Summary of Fiber-seq inferred regulatory elements (FIREs)
For those who would prefer video I have recorded a lab meeting discussing FIRE and the methods used here. If you prefer to read please continue on.
FIREs are MTase sensitive patches (MSPs) that are inferred to be regulatory elements on single chromatin fibers. To do this we used semi-supervised machine learning to identify MSPs that are likely to be regulatory elements using the Mokapot
framework and XGBoost
. Every individual FIRE element is associated with an estimated precision value (defined below), which indicates the probability that the FIRE element is a true regulatory element. The estimated precision of FIREs elements are created using Mokapot
and validation data not used in training.
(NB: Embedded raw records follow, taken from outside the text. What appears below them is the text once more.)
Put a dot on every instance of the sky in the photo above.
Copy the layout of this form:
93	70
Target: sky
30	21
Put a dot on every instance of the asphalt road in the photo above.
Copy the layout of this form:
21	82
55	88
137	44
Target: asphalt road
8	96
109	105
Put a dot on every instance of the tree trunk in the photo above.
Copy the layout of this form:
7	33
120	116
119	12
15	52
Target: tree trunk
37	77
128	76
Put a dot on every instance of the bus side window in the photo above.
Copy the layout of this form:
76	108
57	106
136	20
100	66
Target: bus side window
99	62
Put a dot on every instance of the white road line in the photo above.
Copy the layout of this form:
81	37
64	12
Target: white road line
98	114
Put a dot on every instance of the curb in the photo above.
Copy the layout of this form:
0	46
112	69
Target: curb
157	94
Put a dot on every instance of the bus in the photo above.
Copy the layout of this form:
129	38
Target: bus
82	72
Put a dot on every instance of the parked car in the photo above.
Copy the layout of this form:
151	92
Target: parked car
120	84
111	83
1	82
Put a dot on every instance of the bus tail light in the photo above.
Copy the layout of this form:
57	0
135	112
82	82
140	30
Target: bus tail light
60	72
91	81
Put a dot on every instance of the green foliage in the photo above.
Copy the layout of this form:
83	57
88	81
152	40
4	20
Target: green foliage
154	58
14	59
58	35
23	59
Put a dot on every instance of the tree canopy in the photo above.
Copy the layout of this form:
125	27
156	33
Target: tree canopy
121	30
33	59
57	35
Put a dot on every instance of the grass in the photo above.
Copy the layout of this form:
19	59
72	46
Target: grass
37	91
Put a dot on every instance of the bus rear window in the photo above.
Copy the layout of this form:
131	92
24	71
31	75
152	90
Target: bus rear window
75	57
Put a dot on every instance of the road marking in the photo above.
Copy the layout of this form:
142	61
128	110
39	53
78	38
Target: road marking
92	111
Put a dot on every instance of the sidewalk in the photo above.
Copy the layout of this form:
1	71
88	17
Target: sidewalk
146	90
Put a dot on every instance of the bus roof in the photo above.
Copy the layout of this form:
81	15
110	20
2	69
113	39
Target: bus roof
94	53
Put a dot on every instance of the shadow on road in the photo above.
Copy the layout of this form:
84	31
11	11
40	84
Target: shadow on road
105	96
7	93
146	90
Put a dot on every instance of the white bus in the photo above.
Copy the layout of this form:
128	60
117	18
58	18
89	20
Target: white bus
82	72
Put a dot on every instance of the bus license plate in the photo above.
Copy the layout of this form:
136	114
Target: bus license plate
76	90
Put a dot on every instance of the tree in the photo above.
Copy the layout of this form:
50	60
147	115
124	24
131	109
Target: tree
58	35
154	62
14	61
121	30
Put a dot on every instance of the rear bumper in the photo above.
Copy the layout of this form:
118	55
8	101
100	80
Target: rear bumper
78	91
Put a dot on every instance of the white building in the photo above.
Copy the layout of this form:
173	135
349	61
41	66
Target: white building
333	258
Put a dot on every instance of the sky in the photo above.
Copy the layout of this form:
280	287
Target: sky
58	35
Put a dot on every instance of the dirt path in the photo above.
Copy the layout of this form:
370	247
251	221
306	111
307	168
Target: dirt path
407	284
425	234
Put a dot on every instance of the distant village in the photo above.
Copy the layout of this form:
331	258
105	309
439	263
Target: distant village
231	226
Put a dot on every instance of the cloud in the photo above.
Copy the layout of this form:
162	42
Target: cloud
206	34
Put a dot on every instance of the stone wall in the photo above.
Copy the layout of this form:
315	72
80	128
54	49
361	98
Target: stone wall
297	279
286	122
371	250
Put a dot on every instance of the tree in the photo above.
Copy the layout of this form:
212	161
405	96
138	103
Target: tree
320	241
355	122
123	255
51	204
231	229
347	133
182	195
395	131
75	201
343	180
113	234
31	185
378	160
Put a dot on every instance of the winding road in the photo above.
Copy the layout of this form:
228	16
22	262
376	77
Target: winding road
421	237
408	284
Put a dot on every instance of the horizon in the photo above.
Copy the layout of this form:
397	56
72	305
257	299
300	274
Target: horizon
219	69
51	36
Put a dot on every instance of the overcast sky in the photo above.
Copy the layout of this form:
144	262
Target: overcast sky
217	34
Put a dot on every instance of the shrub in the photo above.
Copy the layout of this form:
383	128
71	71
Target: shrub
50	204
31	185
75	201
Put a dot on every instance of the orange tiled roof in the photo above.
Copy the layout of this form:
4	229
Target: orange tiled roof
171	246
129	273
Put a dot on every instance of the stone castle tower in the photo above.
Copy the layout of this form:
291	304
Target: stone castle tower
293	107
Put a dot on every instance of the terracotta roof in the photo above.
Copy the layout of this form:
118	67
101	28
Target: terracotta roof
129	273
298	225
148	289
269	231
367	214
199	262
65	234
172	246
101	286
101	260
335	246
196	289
We train our model targeting FIRE elements with at least 95% precision, MSPs with less than 90% precision are considered to have average level of accessibility expected between two nucleosomes, and are referred to as linker regions.
Semi-superivized machine learning with Mokapot
requires a mixed-positive training set and a clean negative training set. To create mixed positive training data we selected MSPs that overlapped DNase hypersensitive sites (DHSs) and CTCF ChIP-seq peaks. And to create a clean negative training set we selected MSPs that did not overlap DHSs or CTCF ChIP-seq peaks.